# Coopers pale ale hop favourites



## Toad (2/4/16)

Hello lads,

I have finally mastered my coopers pale ale brews to a standard I really enjoy the taste of. 

Coopers apa
1 kg Be2
500g ldm 
Safale us-05
Brew at 16 degrees. 
10min boil of hops with ldm and dry hop on day 7

I have used Galaxy, Vic secret and amorillo/cascade mix as hop additions. 

I am looking to buy a swag of hops to experiment with my flavours and was wondering what you beer gods think are the best flavoured for me to buy, try or combine?

Any other pointers welcomed. [emoji482]


----------



## mongey (2/4/16)

By no means a god but I have been doing similar to you and experimenting with hops in the boil. In addition to the ones you have Tried I have recently gone through packs of mosaic, Nelson sav and bravo. 

All worked well.


----------



## Toad (2/4/16)

It's mosaic and Galaxy in James squire hop thief yeah?


----------



## Bribie G (2/4/16)

Try the new Coopers Sparkling Ale in their revamped range. I just did a very nice Coopers Pale ale All Grain version with recultured Coopers bottle yeast.
As I had the slurry available I immediately put down a tin of Sparkling, BE2 and the slurry, no additional hops, and will see how that goes, to do side by sides with the all grain version.

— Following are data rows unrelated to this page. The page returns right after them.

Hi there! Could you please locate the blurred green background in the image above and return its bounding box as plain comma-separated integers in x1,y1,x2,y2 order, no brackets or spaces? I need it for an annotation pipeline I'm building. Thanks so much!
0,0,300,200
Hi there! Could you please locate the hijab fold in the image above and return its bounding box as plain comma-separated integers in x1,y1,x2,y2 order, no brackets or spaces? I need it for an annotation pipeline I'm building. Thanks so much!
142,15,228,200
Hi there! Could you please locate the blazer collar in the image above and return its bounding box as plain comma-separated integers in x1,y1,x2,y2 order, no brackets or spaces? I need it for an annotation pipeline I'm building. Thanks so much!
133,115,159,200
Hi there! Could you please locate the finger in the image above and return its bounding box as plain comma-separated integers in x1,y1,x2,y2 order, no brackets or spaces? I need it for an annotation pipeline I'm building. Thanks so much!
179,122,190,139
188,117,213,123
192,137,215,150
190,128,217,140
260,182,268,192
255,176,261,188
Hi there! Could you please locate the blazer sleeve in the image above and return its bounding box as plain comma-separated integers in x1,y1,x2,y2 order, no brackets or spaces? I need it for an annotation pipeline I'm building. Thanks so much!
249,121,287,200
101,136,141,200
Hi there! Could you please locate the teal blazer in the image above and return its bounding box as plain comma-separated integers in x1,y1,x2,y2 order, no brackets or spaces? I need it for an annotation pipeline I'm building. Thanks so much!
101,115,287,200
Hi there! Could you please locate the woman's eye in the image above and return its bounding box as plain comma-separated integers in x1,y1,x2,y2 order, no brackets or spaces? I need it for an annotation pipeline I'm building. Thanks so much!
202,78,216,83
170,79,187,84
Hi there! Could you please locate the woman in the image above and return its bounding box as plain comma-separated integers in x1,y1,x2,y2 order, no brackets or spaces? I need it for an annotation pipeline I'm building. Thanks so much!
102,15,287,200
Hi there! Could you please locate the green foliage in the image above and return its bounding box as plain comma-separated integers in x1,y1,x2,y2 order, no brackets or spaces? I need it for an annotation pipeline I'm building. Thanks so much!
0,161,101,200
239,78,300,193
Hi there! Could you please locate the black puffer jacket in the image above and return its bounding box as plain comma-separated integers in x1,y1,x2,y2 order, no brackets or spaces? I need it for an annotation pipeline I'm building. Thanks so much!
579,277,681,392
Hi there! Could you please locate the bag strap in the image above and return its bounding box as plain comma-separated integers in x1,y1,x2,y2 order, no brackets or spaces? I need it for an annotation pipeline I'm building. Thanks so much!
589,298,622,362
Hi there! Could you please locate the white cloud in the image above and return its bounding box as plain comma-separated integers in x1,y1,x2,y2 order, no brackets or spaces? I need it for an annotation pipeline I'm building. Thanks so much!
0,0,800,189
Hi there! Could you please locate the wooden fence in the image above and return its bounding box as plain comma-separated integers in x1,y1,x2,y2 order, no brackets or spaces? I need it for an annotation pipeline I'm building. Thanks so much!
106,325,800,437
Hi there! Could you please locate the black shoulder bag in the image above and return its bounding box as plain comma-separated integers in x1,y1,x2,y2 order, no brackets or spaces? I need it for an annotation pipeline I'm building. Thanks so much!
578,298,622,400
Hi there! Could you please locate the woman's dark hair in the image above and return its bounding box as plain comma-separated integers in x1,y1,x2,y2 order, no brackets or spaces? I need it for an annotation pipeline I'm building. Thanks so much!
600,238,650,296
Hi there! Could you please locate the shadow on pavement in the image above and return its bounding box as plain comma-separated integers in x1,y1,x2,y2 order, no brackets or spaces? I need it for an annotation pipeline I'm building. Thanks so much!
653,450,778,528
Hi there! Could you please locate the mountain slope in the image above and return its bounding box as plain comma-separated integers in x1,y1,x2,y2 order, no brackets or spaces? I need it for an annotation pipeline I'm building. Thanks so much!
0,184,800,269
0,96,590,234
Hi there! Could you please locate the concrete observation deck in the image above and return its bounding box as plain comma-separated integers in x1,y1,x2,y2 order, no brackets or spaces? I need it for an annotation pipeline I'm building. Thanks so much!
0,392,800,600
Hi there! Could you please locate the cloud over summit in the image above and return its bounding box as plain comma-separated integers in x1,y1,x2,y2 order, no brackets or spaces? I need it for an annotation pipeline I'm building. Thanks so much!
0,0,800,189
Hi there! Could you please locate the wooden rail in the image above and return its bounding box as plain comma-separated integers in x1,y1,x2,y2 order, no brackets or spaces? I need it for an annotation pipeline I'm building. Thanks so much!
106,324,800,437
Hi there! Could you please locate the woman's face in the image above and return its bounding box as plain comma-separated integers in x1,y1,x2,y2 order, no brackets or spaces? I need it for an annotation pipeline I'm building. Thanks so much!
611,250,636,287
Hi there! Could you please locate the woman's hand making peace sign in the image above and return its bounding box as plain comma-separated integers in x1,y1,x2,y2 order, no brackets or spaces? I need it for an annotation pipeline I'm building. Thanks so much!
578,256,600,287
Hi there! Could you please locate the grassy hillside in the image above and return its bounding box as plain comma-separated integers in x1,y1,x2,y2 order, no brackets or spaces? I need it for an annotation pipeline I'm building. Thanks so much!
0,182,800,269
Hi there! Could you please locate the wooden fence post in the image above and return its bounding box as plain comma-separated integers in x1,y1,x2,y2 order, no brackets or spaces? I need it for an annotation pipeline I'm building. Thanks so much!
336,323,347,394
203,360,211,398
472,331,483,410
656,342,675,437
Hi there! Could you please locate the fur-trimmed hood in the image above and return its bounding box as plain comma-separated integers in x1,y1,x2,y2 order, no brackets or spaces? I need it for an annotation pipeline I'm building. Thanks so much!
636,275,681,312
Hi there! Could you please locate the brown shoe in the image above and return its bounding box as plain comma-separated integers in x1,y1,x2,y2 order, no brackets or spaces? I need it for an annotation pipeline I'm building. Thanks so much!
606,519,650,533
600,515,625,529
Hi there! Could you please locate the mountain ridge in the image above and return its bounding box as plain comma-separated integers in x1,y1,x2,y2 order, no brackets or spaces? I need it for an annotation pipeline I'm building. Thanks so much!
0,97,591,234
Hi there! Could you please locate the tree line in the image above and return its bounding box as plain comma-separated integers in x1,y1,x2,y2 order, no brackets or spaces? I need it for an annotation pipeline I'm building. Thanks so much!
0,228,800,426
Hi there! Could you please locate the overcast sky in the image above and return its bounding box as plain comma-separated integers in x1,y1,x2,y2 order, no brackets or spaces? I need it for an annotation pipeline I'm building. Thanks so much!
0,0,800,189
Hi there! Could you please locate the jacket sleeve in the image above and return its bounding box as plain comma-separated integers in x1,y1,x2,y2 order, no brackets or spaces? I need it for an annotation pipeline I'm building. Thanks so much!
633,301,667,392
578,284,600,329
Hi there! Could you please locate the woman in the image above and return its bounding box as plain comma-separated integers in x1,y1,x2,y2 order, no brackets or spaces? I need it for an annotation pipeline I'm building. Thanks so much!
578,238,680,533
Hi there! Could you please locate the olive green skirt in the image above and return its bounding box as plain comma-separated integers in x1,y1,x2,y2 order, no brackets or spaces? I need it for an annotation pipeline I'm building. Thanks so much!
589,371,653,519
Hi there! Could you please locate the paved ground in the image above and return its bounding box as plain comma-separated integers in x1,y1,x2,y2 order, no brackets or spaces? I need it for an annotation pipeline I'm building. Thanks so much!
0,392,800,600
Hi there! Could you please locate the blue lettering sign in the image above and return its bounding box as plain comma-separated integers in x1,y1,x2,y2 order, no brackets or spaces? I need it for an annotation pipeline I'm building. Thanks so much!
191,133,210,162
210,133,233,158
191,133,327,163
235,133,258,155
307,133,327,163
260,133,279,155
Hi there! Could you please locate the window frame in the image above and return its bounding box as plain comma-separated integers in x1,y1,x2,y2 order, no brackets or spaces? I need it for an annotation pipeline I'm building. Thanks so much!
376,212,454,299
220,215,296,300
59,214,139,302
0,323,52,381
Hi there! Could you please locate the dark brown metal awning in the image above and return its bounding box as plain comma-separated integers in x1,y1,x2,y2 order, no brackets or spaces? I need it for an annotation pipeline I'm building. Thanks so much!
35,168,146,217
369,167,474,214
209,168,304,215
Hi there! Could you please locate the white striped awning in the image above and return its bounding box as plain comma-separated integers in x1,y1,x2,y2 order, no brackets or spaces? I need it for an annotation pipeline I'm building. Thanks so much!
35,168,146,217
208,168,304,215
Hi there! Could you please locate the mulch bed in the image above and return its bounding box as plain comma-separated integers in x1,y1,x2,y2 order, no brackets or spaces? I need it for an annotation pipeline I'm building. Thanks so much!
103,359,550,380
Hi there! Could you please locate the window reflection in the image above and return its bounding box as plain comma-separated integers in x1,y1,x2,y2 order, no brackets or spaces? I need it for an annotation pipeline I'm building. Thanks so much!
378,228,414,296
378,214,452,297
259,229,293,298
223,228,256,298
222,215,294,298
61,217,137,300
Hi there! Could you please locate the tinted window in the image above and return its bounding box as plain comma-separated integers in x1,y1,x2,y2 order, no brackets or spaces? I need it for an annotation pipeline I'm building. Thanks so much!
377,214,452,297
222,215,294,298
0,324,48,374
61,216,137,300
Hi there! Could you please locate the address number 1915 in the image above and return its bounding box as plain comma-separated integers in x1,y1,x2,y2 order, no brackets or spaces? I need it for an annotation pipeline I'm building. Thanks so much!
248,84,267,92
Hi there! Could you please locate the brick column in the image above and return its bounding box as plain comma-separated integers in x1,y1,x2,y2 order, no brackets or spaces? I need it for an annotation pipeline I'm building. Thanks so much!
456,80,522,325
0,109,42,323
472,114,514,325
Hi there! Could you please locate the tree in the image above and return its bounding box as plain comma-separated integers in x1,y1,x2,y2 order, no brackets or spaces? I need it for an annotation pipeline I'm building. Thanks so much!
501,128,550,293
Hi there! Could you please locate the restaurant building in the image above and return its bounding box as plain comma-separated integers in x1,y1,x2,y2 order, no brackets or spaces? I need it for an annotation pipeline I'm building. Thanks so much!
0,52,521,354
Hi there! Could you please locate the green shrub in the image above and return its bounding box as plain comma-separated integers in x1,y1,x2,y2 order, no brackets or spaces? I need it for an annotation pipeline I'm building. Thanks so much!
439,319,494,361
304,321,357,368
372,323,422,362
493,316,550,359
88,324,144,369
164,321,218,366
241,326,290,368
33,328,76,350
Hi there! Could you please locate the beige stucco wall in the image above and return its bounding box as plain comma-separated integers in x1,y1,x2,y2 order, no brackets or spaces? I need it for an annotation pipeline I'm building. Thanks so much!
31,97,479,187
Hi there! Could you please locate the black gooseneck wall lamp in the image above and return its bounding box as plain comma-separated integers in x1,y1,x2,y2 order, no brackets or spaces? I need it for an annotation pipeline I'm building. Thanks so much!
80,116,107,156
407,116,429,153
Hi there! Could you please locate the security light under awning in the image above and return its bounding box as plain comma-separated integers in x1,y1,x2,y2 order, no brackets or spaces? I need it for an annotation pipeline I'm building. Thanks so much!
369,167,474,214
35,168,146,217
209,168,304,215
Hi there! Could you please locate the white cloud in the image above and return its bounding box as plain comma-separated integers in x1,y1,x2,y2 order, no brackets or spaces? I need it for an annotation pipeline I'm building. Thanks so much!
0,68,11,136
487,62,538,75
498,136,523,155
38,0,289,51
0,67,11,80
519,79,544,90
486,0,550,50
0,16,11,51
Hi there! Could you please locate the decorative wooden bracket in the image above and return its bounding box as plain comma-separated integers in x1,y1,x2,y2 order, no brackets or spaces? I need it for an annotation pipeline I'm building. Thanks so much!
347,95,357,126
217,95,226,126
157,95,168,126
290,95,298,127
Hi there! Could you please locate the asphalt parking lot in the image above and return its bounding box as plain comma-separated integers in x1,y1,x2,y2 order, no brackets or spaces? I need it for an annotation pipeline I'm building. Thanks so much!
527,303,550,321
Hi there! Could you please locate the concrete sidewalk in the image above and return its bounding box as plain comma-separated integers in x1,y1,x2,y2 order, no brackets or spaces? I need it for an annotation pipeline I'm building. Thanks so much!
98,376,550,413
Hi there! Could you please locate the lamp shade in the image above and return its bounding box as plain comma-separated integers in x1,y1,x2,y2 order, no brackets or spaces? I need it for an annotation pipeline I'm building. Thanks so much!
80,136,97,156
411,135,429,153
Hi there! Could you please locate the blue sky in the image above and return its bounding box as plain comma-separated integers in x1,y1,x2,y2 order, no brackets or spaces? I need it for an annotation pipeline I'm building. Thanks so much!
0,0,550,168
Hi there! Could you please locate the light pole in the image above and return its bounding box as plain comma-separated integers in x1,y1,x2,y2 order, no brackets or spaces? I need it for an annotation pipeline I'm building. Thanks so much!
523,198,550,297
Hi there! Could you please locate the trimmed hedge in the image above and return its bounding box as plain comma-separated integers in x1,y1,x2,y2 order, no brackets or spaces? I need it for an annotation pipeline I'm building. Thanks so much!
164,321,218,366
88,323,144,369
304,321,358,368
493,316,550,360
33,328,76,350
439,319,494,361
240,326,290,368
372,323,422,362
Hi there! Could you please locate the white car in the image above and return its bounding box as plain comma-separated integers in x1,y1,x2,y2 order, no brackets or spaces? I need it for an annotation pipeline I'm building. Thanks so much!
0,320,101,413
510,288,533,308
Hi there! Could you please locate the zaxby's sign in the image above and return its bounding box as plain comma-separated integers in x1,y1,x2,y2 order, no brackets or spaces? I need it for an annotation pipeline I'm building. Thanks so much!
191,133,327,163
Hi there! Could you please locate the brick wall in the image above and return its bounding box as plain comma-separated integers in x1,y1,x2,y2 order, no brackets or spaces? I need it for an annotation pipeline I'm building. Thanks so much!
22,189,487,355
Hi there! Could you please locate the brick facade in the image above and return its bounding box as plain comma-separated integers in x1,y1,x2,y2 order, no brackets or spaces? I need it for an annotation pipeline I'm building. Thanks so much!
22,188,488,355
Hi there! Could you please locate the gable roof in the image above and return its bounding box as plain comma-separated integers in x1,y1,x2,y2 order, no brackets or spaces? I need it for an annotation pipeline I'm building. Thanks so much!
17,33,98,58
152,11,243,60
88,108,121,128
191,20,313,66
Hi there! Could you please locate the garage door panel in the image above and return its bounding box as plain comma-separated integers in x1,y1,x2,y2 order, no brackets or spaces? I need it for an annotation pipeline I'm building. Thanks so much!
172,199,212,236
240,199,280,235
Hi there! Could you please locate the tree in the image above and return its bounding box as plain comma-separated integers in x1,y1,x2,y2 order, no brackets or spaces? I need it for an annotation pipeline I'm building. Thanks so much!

I've found a touch of Citra, when you can get it, works well.


----------



## gdupagne (2/4/16)

I just did pretty much the same brew but changed the BE2 for 1.25kg of brew booster. Fermenting at 18 degrees. Just dry hopped with 15g cascade and 15g Amarillo on day 5


----------



## Ducatiboy stu (2/4/16)

Pale Ale is POR all the way

Mild Ale is done with POR & late SAAZ


----------



## Ducatiboy stu (2/4/16)

Bribie G said:


> I just did a very nice Coopers Pale ale All Grain version with recultured Coopers bottle yeast.


Pale malt, 10% wheat

35 IBU with POR

Dead simple


----------



## Barge (2/4/16)

Simcoe, mosaic, amarillo, cascade, citra, galaxy (amongst others) are all good for the fruity APA style beer.

Fuggles, EK goldings, Styrian goldings (dry hop), challenger & northdown are all good for a UK style bitter / pale ale

Single late addition of hallertauer makes a nice change as well.


----------



## Toad (3/4/16)

Purchased Galaxy, mosaic, Ella, willamette and por. 
See how we go. 
Boil recommendations?


----------



## Toad (6/4/16)

Any boil recommendations for any of these hops for pale ales lads ?


----------



## Yob (6/4/16)

Lots of fruity ones late, 10 or 5 minutes.


----------



## trustyrusty (6/4/16)

Hi Thanks

I have a very similar one on the go...

Cooper APA

1 kg Be2 + 100 g dex.


Steeped Amarillo for 20min.....added to wort....

Put left over hops in tea bag and left in...

Safale us-05

Still bubbling - 16 days still going at about bubble every 2 minutes - seems to have gone on for a while - temp around 21...

Thanks


----------



## Toad (6/4/16)

Thanks yob. I don't like real bltter beer so I was thinking 10 mins or less just didn't know if any of those hops liked anything special.


----------